Often, randomness is thought of as something you want to keep hidden, such as when generating passwords or cryptographic keys. However, there are many applications where an independent and public source of randomness is useful. For example, randomizing public audits, selecting candidates for jury duty, or fairly assigning resources through a lottery.

lxgr•7mo ago
Sometimes you need publicly verifiable randomness, and then your own hardware (which you might or might not even trust privately, depending on how much you trust your vendors) isn’t much help.

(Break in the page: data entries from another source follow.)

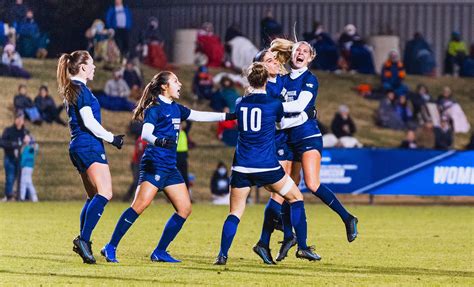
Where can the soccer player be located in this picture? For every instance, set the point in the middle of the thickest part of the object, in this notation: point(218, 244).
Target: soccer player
point(86, 148)
point(305, 140)
point(255, 163)
point(162, 117)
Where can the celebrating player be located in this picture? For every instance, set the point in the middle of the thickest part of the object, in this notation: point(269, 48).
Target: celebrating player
point(162, 117)
point(86, 148)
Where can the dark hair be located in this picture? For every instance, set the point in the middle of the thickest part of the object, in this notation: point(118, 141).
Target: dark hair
point(257, 75)
point(68, 65)
point(151, 93)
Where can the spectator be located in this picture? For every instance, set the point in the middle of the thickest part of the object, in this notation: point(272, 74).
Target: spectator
point(210, 45)
point(410, 141)
point(27, 164)
point(419, 58)
point(443, 135)
point(393, 74)
point(47, 107)
point(455, 54)
point(119, 18)
point(117, 87)
point(202, 83)
point(269, 29)
point(326, 48)
point(220, 185)
point(361, 59)
point(22, 102)
point(11, 57)
point(12, 139)
point(387, 115)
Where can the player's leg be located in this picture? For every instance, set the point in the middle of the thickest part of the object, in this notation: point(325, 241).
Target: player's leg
point(238, 197)
point(311, 161)
point(179, 196)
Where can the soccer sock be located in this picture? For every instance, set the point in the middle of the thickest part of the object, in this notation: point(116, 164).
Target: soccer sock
point(93, 214)
point(272, 212)
point(286, 220)
point(298, 220)
point(172, 227)
point(125, 222)
point(228, 232)
point(330, 199)
point(83, 213)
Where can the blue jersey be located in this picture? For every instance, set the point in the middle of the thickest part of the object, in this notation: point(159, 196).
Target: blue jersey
point(256, 117)
point(166, 118)
point(305, 82)
point(81, 137)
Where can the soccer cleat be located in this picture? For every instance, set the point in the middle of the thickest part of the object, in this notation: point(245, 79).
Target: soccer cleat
point(264, 253)
point(109, 253)
point(163, 256)
point(308, 254)
point(351, 228)
point(84, 249)
point(221, 260)
point(285, 247)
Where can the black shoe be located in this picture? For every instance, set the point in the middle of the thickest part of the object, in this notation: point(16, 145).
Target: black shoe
point(264, 253)
point(221, 260)
point(351, 228)
point(308, 254)
point(84, 249)
point(285, 247)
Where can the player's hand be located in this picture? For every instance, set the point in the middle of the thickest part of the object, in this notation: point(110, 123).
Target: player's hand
point(311, 112)
point(118, 141)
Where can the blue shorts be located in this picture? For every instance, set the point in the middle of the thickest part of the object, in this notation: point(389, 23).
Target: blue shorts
point(304, 145)
point(161, 178)
point(240, 180)
point(82, 160)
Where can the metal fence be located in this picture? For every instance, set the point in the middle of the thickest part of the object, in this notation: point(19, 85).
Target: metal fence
point(435, 19)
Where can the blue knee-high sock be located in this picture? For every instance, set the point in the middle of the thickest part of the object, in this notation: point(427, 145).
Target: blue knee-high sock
point(228, 232)
point(286, 220)
point(272, 212)
point(83, 213)
point(172, 227)
point(330, 199)
point(125, 222)
point(298, 220)
point(93, 214)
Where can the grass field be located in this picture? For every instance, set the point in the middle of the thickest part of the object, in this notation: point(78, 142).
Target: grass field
point(397, 246)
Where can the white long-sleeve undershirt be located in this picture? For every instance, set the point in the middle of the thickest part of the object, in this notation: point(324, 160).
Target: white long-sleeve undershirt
point(94, 126)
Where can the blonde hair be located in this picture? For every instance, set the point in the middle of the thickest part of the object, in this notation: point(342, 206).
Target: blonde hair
point(68, 65)
point(151, 93)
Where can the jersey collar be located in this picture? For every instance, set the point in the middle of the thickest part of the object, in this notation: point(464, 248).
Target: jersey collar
point(165, 99)
point(295, 73)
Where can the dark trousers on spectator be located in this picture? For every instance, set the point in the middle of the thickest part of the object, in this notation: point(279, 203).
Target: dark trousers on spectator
point(121, 39)
point(182, 165)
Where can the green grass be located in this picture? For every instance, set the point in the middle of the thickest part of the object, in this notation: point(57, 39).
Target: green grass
point(396, 246)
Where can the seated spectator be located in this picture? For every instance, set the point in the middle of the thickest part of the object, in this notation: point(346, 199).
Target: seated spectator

If you still think that's idiotic, I'm happy to bet against you in an unbiased* coin flip simulated on my machine which you unfortunately can't inspect :)

dmitrygr•7mo ago
Ever taken a stats class? Recall the "table of random values" in the back of the book? That's why
OkayPhysicist•7mo ago
The idea here is that it's a public, traceable generation of random numbers. So, if the two of us wanted to flip a coin to settle a disagreement, we could agree on some future value of this beacon (unknowable to us at the moment) to use as the source of entropy, then let one of us choose heads or tails, telling the other person what we chose. Then we wait until the agreed time, check the beacon, and boom, a fair coin toss, which we can be fairly certain wasn't manipulated by either of us.
Cshelton•7mo ago
Sorry, can't help myself! The Ralphie running demo on the site is hilarious. Some say, you could just use Ralphie's actual runs from this past year, true randomness!
wslh•7mo ago
I recommend to also jump to "What is the Twine Protocol" [1] where they created a blockchain without a consensus layers because they have a level of trust in timestamps.

[1] https://docs.twine.world/twine-protocol-documentation

spelunker•7mo ago
The source of their randomness is interesting, as someone not well-versed in physics: https://random.colorado.edu/concepts/traceable-randomness
grokgrok•7mo ago
Imagine the terrors of multiple government agencies synchronizing ID selection to an identical source of randomness. Congrats, you won jury duty, a tax audit AND selective service!
RainyDayTmrw•7mo ago
One would want to use something like HKDF[1] to create derived values with domain separation.